De même, Jim voyait – mais devant ses yeux grands ouverts – toute une fantasmagorie de cercles rouges, de points lumineux, de taches de sang, de couronnes écarlates, de boules enflammées qui tourbillonnaient en une ronde éperdue.
Sa raison s’égara. Il s’abattit sur le mur, et de ses poings formidables il frappa sans relâche, forcené, tandis que, de sa gorge, jaillissaient des cris incohérents.
– Eh bien ! Jim, qu’est-ce qu’il y a ? Encore tes accès de rage ? C’était le gardien que le bruit avait attiré et qui regardait entre les barreaux.
Jim recula et, par un effort, se maîtrisa, non pas qu’il eût peur, mais il ne voulait pas que le gardien entrât et vît le cercle rouge sur la muraille.
Le gardien examina l’homme durant quelques instants. Des gouttes de sueur baignaient le visage et le cou de Jim. Cependant, il paraissait maintenant calme et maître de lui.

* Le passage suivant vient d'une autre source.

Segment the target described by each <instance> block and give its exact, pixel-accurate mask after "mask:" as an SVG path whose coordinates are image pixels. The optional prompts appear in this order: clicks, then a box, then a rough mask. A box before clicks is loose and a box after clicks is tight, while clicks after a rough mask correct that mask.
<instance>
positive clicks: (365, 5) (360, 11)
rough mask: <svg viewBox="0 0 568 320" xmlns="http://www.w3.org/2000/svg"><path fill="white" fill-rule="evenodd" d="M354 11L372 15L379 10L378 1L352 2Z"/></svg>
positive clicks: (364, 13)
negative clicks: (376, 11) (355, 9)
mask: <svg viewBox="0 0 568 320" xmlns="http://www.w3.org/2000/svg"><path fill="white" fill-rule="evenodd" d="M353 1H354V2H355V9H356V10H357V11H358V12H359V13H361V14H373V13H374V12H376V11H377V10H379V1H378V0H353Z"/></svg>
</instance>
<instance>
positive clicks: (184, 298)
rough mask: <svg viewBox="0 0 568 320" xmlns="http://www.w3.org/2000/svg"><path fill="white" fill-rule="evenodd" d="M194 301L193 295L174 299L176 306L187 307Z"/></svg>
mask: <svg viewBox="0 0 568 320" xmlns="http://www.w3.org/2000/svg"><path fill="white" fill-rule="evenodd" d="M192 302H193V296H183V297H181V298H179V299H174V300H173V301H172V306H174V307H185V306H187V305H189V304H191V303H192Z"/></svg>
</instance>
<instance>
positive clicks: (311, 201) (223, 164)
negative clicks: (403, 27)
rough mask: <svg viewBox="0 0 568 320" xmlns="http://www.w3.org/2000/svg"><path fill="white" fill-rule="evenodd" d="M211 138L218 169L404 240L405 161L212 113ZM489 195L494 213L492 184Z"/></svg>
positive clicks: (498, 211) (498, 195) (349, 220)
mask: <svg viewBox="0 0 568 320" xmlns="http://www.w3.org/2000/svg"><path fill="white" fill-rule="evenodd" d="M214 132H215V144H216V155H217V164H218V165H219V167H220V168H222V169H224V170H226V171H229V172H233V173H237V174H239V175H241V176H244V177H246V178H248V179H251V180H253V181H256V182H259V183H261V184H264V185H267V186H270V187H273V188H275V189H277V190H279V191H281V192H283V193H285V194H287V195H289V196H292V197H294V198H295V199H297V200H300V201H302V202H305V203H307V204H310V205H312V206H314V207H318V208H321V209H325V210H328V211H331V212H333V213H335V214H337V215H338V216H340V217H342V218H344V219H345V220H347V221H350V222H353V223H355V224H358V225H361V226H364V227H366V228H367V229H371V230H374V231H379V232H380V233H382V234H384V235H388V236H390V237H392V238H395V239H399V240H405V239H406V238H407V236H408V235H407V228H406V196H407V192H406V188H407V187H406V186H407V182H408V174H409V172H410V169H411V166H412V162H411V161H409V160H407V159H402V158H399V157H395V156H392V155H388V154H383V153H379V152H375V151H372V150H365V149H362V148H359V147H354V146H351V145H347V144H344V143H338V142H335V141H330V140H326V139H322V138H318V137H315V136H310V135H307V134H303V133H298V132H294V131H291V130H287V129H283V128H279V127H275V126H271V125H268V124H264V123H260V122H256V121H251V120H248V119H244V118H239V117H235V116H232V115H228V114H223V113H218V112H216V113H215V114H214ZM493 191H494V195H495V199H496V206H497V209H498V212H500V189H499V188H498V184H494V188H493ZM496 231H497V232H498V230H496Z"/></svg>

– C’est fini, n’est-ce pas ? Un peu de silence à présent ! dit le gardien, qui s’éloigna.
Jim n’avait plus bougé. De nouveau, il regardait la muraille.
Le cercle rouge n’était plus là.
En même temps, par un phénomène inconcevable, mais dont il ne pouvait mettre en doute un seul moment la réalité affreuse, il avait la sensation nette, irrécusable, que le cercle rouge traversait l’étoffe de son vêtement, s’imprimait dans son dos, pénétrait dans sa chair et la brûlait comme un fer chauffé à blanc.
Sensation diabolique ! Et, pourtant, comment la nier ?
C’était intolérable. D’un coup, Jim sauta de côté, livrant passage à cette chose inconnue qui le torturait, et la chose se rua sur le mur, comme projetée par une puissance indomptable.
Le cercle était là de nouveau.
Et puis, soudain, il disparut. Plus rien. La muraille vide.
Jim respira.
Mais il y eut, coup sur coup, deux apparitions, deux boules de lumière qui jaillirent du mur, encore une interruption, puis toute une série d’éclairs, séparés les uns des autres par des intervalles réguliers.
Machinalement, Jim les compta, ainsi que l’on compte les vibrations lumineuses d’un phare.
Il y en eut quinze.
Une autre interruption. Puis deux éclairs.
Jim attendit. Mais il ne se produisit plus rien et, au bout de quelques minutes, il put croire qu’il ne se produirait plus rien.
– Deux… Quinze… Deux… murmura-t-il, se rappelant les nombres respectifs des trois séries d’apparitions du cercle rouge.
Cela n’eut pour lui, tout d’abord, aucune signification, car il n’en cherchait point. Mais, après un instant, il eut cette idée, tout à fait inconsciente, d’ailleurs, de confronter chacun de ces nombres avec la lettre qui lui correspondait dans l’alphabet.
Il obtint un B, un O et un B.
Alors, il éprouva une surprise sans bornes. Réunies, ces trois lettres – il s’en rendit compte – formaient un mot, ou plutôt un nom : Bob.
Et Bob, c’était le nom de son fils.
L’émotion le fit chanceler, il dut s’asseoir sur l’escabeau. Mais son effroi mystérieux était dissipé. Il n’était plus en face d’un prodige, et, sans comprendre encore la crise par laquelle il venait de passer, sans comprendre qu’il avait été le jouet de son cerveau malade et que le cercle rouge qu’il avait dessiné, ce cercle rouge qui l’obsédait, s’était, par hallucination toute naturelle, confondu avec la tache de lumière qui dansait sur le mur pour lui transmettre les signaux de son fils Bob, il comprenait, du moins, l’origine de cette tache de lumière et le sens de ces signaux.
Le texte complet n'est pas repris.